Kaygı duyan kişilerin genelde inkâr ettiği iki tür duygu vardır. Bunlar öfke, dışa vurulmamış istek ve arzulardır. Bu duyguların bastırılmasının ve inkâr edilmesinin bir sebebi de başkalarını incitmek ve üzmek istememek olabilir. Kişi, kaygısının asıl sebebi ile karşılaştığında bunun kendisinde yarattığı kızgınlık ve hüsran duygularını inkâr etmeyi seçer. Bu duygular kaygıya dönüşür ve asıl sebep ile yüz yüze gelinceye kadar, kaygı kimliğinde varlıklarını sürdürmeye devam eder.
Kaygı Belirtileri
İnsanlarda kaygı şu belirtilerle görülür:
Endişelerinin aşırı ve yersiz olduğunu her zaman kabul etmezler.
Kişi yoğun endişesini durduramadığı için dikkatini olağan işlere odaklamada güçlük çeker, dalgınlaşır.
Huzursuz, çabuk heyecanlanır ve sabırsızdırlar.
Yüz ve beden gergindir, eller genellikle titrer.
Kas gerginliğine bağlı seğirme, titreme, ağrı ve sızılar olabilir.
Baş, sırt, omuz ağrıları ve sertliği sıktır. Kas gerilimi, özellikle alın kaslarında çok yoğundur.
Uyku sorunları, kâbus ve karabasanlar yaşanır.
Kolay yorulma, ağız kuruluğu, aşırı geğirme, soluk alma ve yutma güçlüğü, çarpıntı, sık idrara çıkma, kulak çınlaması, baş dönmesi, uyuşma gibi belirtiler görülür.

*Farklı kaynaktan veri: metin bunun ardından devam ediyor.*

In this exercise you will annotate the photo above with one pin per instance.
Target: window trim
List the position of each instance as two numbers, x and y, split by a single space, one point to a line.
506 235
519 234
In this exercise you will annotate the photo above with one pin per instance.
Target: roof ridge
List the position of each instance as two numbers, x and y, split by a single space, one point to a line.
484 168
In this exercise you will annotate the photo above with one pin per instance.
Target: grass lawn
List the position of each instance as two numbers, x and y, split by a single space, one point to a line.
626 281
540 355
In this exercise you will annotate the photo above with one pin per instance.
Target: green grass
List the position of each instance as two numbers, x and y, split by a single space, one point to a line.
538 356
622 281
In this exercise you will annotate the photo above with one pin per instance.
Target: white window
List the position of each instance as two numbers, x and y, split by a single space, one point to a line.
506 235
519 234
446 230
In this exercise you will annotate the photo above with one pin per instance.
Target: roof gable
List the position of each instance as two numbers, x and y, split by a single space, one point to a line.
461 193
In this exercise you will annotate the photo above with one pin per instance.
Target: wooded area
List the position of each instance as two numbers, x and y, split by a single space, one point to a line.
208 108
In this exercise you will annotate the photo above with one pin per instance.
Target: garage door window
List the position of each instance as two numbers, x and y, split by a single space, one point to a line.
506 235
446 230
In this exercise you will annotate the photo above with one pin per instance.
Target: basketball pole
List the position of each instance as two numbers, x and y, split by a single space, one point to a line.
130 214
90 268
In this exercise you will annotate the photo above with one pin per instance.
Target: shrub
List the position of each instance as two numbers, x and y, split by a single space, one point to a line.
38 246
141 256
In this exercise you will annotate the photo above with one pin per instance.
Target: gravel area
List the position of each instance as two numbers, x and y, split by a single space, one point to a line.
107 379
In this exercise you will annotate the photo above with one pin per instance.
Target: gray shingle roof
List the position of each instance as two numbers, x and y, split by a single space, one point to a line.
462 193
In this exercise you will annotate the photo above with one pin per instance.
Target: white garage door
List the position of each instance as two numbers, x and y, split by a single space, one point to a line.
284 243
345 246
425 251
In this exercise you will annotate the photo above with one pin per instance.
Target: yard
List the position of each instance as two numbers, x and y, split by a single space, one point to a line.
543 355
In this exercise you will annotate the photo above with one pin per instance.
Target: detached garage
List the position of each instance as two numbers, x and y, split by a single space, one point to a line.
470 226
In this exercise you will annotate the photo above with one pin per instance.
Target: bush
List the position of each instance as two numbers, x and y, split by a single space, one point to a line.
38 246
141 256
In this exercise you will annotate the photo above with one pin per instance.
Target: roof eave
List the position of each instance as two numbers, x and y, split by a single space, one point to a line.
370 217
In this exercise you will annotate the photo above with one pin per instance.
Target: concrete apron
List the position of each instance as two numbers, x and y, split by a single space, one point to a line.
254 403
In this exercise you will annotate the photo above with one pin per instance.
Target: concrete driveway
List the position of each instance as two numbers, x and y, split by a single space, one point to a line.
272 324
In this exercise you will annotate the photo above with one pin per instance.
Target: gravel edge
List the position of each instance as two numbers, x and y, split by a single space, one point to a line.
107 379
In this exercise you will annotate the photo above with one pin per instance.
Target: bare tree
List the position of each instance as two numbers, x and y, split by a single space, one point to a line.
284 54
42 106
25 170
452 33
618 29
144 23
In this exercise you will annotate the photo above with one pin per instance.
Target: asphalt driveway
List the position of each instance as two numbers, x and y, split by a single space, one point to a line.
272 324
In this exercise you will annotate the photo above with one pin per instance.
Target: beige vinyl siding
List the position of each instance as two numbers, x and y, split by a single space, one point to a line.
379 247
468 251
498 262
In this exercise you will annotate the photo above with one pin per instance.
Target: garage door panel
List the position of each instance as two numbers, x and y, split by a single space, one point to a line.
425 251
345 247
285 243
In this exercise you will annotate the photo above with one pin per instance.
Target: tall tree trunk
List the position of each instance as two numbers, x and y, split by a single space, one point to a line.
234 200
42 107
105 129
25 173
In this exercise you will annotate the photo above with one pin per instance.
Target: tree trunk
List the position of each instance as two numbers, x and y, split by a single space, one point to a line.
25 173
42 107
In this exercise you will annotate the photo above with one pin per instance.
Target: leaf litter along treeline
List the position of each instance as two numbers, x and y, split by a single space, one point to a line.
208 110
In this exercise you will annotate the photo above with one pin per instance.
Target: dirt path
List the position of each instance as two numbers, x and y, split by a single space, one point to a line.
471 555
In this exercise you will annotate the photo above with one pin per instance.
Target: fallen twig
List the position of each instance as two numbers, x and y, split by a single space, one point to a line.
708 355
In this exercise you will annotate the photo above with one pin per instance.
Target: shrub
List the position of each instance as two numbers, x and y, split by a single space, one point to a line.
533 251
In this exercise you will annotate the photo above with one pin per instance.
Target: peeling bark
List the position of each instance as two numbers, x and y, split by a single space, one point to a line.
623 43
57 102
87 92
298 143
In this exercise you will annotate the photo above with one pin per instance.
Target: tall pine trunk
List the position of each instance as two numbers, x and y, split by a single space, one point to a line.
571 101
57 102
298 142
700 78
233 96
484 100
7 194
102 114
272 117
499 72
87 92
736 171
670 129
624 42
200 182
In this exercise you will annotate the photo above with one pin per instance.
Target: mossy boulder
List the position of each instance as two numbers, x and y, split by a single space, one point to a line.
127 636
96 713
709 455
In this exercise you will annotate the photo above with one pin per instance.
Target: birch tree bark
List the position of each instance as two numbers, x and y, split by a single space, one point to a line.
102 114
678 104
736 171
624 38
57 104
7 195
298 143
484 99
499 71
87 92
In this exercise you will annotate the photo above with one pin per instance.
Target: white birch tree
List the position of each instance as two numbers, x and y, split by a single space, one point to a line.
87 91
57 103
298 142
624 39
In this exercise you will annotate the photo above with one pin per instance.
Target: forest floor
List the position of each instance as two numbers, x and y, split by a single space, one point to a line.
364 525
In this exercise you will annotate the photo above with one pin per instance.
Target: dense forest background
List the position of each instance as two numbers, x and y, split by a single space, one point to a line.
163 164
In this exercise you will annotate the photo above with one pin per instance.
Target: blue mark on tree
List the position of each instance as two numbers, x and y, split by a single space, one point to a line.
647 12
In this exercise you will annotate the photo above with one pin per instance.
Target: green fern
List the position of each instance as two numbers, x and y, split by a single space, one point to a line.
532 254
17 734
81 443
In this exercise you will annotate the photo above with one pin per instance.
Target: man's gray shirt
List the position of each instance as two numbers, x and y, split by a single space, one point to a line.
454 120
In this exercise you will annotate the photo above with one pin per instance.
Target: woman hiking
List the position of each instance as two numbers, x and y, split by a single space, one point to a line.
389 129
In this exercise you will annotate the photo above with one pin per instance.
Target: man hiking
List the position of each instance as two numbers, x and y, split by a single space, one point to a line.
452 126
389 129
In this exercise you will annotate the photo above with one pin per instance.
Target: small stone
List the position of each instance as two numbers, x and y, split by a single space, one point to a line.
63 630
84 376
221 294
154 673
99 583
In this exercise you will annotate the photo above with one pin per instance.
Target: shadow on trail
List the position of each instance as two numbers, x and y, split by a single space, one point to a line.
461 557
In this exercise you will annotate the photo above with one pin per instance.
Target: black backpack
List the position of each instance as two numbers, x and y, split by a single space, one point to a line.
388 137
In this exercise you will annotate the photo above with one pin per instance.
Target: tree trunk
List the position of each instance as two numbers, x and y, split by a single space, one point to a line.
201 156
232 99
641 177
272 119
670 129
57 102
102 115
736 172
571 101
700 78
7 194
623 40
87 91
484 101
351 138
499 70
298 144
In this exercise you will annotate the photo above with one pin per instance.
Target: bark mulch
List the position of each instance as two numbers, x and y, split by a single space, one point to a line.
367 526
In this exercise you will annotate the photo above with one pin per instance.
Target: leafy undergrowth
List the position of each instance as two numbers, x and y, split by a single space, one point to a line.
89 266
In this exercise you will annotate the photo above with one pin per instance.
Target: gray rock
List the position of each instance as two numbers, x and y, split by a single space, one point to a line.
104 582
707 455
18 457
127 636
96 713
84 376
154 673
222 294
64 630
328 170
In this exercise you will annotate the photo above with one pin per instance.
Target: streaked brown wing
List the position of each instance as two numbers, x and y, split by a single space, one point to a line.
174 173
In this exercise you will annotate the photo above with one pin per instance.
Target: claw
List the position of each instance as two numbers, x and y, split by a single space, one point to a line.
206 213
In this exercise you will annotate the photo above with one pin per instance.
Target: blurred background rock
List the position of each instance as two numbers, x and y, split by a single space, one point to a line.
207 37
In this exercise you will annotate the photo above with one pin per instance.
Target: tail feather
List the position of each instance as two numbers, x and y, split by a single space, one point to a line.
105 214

Kaygıyla Başa Çıkma Yolları
Kaygının ve korkuların tedavisinde etkili olan birçok farklı yöntem bulunmaktadır.
Deneysel yöntem:
Bu yöntem, kişinin kendisinde kaygı yaratan düşüncenin doğruluğunu ve geçerliliğini test edebileceği bir yol bulması temeline dayanır.
Paradoksal teknikler:
Kişi, korkularından kaçmak yerine onları daha da yoğunlaştırıp büyütür. Bu durum ters tepip kişiyi gerçekten altüst edebileceğinden bir profesyonel terapistin gözetim ve denetimi altında yapılması gerekmektedir.
Utanç duygusunun üstüne giden egzersizler:
Hasta, maksatlı olarak toplum içinde gülünç ve saçma davranışlarda bulunur. Böylece insanların karşısında aptal durumuna düşeceğinden kaynaklanan korkularının üstesinden gelir.
Korkularla yüzleşmek:
Kişi korktuğu her neyse ondan sakınmak yerine onunla yüzleşmeyi seçer ve korkularının kendisini sarsmasına izin verir.
Günlük ruhsal durum seyir defteri:
Kaygıya ve korkuya sebep olan olumsuz düşünceler bir kâğıda yazılır. Düşüncelerdeki bozukluklar tespit edilir. Bu çarpıtılmış düşüncelerin yerine olumlu düşünceler üretilir. Genelde görülen düşünce bozukluklarından bazıları; ya hep ya hiç, fazla genelleştirme, zihinsel filtre, olumlu özellikleri hesaba katmamak, hemen sonuca atlamaktır.
Kâr zarar analizi:
Korkulan konuyla ilgili kaygılanmanın ve ondan kaçınmanın avantajları ve dezavantajları listelenir. Bu avantajlar ve dezavantajlar kişinin aklında tartılır. Daha sonra korkuyla yüzleşmenin avantajlarını ve dezavantajlarını barındıran ikinci bir liste hazırlanır. Hangisinin ağır bastığına karar verilir. Bu sayede kişi korkularıyla yüzleşmek için gerekli motivasyonu oluşturmayı başarır.
Zihinde olumlu şekillendirme:
Kaygıya sebep olan ve içinde korku barındıran hayal ve fantezileri güven ve huzur veren fikir ve hayallerle değiştirmekle gerçekleştirilir.
Zihni başka tarafa çekme:
Zihni (zihinsel) aktivite, gayret ve enerji isteyen egzersizler ya da bir iş veya hobi ile meşgul ederek korkuya odaklanmaktan alıkoyma ilkesine dayanır.
Kabullenme:
Kişi, kaygılı olduğunda böyle hissetmesinin doğru olmadığını düşünerek kendini daha yoğun stres altına sokar. Bunun yerine durumunu kabul etmesi daha yararlı olur. Bunun bir yolu düşmanca tavırlar sergileyen ve kaygısından dolayı kendini küçümseyen hayali bir kişiyle diyalog oluşturur. Diyalogda kişi/hasta bu hayali kişinin ve terapist de hastanın yerine geçer. Bu hayali kişi hastanın kendisinde gördüğü kusurların ortaya çıkmasına olanak sağlar. Bu yöntem, hastaya olumsuz duygularını kabul edebildiğinde onlarla başa çıkabileceğini gösterir
Temasa geçmek:
Kaygının bir sebebi de kişinin çözmek zorunda olduğu bazı belli problemleri görmezden gelmesidir. Kişi hayatını gözden geçirmeli ve kendisinde kaygıya sebep olan konularla temasa geçmelidir.